Uma mulher decapitada, estrangulada, esfaqueada e sedada (não necessariamente nesta ordem) é o ponto de partida do romance policial "Possessões", terceira experiência da intelectual búlgara Julia Kristeva como ficcionista. Desde os anos 60 que o mundo acadêmico tem admirado os trabalhos da autora nos campos da psicanálise, filosofia, semiologia, lingüística e teoria literária. Agora ela convida tanto o grande público quanto os estudiosos a ver suas aclamadas teses servirem de estrutura para uma trama de mistério.
Possessões traz de volta Stéphanie Delacour, jornalista parisiense e dublê de detetive que já aparecia no romance anterior de Julia Kristeva, O velho e os lobos.
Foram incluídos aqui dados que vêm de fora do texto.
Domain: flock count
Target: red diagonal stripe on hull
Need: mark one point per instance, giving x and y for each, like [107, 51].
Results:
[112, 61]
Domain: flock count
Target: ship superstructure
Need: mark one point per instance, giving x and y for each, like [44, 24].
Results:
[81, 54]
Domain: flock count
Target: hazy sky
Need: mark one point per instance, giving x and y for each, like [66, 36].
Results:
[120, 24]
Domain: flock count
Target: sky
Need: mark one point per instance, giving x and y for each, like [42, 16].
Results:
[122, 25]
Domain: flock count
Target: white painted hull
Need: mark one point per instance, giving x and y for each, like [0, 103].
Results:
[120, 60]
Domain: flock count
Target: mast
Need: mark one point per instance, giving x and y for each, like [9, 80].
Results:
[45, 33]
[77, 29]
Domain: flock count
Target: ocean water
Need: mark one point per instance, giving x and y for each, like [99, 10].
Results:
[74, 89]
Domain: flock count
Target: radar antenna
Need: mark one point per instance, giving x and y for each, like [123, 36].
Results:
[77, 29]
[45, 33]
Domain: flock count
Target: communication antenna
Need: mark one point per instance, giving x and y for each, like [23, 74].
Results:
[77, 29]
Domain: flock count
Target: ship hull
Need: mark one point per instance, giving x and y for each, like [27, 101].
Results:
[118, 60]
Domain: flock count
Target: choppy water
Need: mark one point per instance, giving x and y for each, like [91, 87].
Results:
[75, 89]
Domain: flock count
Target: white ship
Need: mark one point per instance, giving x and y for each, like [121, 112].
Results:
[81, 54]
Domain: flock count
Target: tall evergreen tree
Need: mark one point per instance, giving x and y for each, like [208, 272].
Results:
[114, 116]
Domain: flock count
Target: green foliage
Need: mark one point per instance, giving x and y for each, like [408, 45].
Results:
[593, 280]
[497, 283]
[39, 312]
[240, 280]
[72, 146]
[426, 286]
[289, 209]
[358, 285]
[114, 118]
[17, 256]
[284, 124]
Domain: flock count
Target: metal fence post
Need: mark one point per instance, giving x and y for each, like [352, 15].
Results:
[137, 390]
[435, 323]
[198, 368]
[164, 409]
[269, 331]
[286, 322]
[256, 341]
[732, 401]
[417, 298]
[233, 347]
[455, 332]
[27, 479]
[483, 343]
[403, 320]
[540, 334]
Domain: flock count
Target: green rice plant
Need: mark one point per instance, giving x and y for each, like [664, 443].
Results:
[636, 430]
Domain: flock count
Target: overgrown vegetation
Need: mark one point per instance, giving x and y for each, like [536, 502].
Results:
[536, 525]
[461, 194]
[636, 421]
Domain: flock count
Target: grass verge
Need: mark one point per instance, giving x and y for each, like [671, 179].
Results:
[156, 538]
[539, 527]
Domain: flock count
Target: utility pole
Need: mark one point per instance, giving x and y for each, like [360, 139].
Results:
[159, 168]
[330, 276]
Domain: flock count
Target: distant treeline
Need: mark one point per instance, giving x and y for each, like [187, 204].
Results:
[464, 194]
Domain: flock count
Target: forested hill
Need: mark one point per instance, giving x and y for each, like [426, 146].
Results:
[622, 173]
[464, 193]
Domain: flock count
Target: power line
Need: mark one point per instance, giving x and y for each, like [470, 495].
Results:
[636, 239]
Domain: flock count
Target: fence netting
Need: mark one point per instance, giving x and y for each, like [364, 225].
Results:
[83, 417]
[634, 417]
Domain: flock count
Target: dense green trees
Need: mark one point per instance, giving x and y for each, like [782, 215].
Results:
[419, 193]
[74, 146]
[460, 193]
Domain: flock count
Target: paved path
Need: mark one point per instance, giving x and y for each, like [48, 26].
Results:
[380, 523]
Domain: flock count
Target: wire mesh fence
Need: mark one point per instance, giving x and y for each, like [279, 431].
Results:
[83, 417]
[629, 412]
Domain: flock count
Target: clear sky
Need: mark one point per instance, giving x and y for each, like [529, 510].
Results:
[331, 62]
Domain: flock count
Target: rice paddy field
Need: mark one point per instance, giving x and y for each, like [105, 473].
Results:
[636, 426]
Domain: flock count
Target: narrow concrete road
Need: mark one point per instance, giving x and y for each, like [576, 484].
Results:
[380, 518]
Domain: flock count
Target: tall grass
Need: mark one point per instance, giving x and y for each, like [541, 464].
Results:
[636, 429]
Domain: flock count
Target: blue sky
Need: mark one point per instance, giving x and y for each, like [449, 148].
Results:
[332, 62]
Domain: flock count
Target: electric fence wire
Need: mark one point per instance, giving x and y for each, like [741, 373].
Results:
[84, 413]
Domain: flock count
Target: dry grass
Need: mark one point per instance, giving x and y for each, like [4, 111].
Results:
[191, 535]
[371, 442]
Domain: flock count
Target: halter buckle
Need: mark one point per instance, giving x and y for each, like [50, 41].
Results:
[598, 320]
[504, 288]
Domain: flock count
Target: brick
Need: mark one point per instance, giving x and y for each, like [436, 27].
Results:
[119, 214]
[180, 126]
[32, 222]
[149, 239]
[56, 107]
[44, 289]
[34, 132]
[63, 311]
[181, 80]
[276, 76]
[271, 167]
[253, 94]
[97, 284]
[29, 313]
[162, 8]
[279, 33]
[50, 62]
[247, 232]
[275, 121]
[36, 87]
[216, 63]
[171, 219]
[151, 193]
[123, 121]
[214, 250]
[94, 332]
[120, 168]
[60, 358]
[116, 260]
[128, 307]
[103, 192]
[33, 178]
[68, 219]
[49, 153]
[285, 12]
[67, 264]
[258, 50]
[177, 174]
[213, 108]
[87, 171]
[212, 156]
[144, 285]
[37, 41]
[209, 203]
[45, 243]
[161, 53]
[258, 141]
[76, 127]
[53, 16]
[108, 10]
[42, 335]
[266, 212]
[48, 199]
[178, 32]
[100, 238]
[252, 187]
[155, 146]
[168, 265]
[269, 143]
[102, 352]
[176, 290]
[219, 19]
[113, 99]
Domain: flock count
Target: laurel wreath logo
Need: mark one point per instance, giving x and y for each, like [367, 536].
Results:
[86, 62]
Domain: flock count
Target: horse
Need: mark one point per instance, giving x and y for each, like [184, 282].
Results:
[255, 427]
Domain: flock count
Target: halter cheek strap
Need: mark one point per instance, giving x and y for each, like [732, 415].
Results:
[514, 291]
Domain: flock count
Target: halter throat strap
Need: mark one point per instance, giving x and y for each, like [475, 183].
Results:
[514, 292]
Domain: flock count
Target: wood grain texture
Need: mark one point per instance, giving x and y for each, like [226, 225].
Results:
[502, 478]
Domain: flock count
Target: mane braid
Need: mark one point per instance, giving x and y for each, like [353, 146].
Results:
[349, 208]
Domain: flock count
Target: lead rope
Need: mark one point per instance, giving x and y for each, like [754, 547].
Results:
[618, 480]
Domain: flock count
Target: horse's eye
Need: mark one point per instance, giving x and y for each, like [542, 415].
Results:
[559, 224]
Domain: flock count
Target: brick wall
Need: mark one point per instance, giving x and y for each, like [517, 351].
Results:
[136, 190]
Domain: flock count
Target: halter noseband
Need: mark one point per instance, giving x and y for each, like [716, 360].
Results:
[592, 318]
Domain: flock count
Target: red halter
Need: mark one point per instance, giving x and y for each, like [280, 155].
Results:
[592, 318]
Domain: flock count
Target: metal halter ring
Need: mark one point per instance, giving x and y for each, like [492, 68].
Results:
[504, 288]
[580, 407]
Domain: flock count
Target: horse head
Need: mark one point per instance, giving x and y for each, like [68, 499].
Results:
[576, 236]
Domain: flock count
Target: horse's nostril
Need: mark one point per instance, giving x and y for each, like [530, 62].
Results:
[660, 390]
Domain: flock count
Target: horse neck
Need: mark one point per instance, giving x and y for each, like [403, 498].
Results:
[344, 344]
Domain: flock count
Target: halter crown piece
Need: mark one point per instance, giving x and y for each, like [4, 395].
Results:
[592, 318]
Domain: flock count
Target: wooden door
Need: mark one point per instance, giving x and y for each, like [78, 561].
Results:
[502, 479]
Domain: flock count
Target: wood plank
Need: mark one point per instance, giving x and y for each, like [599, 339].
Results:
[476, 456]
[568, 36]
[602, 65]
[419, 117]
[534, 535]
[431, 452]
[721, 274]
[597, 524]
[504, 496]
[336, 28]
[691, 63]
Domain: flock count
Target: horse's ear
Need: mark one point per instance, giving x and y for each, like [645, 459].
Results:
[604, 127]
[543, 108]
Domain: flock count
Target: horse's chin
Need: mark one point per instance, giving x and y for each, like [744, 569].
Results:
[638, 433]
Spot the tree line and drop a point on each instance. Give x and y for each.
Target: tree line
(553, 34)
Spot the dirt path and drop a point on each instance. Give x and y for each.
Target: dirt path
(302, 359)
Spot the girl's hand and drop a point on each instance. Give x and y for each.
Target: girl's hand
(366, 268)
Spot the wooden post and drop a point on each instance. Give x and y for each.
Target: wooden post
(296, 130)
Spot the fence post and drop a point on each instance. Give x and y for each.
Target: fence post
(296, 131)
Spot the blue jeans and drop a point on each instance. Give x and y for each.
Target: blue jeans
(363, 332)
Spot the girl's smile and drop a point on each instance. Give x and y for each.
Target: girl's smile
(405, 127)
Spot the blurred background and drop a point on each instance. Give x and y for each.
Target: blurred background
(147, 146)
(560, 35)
A personagem, alter ego da autora, retorna à cidade fictícia de Santa Bárbara para participar de uma pequena festa na casa da tradutora Gloria Harrison. Dias depois, ela é convocada a prestar depoimento às autoridades locais: Stéphanie e os demais convidados daquela noite foram as últimas pessoas a ver Gloria com vida. O corpo da anfitriã fora encontrado sem a cabeça e com uma perfuração no peito.
Paralelamente às investigações do delegado Northrop Rilsky, a jornalista tenta chegar a suas próprias conclusões sobre o crime. É longo o caminho até a descoberta do nome do assassino e de seus motivos. Mas, no fim, o leitor é brindado com uma resolução tão surpreendente quanto complexa. Fora o prazer de esbarrar, aqui e ali, em citações a Proust, Dostoievski, Stendhal, Sartre e outros clássicos. Ou de ter o cenário da degolação descrito com base em obras de arte de Rodin, Caravaggio, Degas e dos gregos antigos. Ou, ainda, de contar com referências as composições de Bach para melhor compreender o estado de espírito de um personagem.
Como Kristeva é uma das pensadoras mais respeitadas da atualidade, autora de algumas teorias psicanalíticas que questionam o legado de Freud, a construção dos perfis psicológicos dos personagens não poderia deixar de ser um dos pontos mais saborosos de "Possessões". O crime em questão só faz sentido quando analisado à luz da psicanálise. E Stéphanie Delacour está lá para explicar por quê.
Ao fã de literatura policial, o livro reserva um estilo totalmente diferente do da maioria dos títulos do gênero, sugerindo uma experiência quase filosófica, pois exige um envolvimento mais profundo. E aos iniciados no pensamento de Kristeva, a escritora oferece uma história que mostra serem plausíveis suas teorias acerca da mente, da vida em sociedade e do mundo atual. Muitos de seus temas de estudo mais famosos ressurgem nesta ficção: a maternidade; a idéia de que o papel da mãe é mais marcante que o do pai na construção do sujeito; a relegação da feminilidade a um segundo plano; a máxima sagrada de que "No princípio, havia o verbo"; a depressão; a abjeção; a importância dos símbolos; o papel da linguagem; o autoconhecimento como meio de compreender melhor a relação com o outro.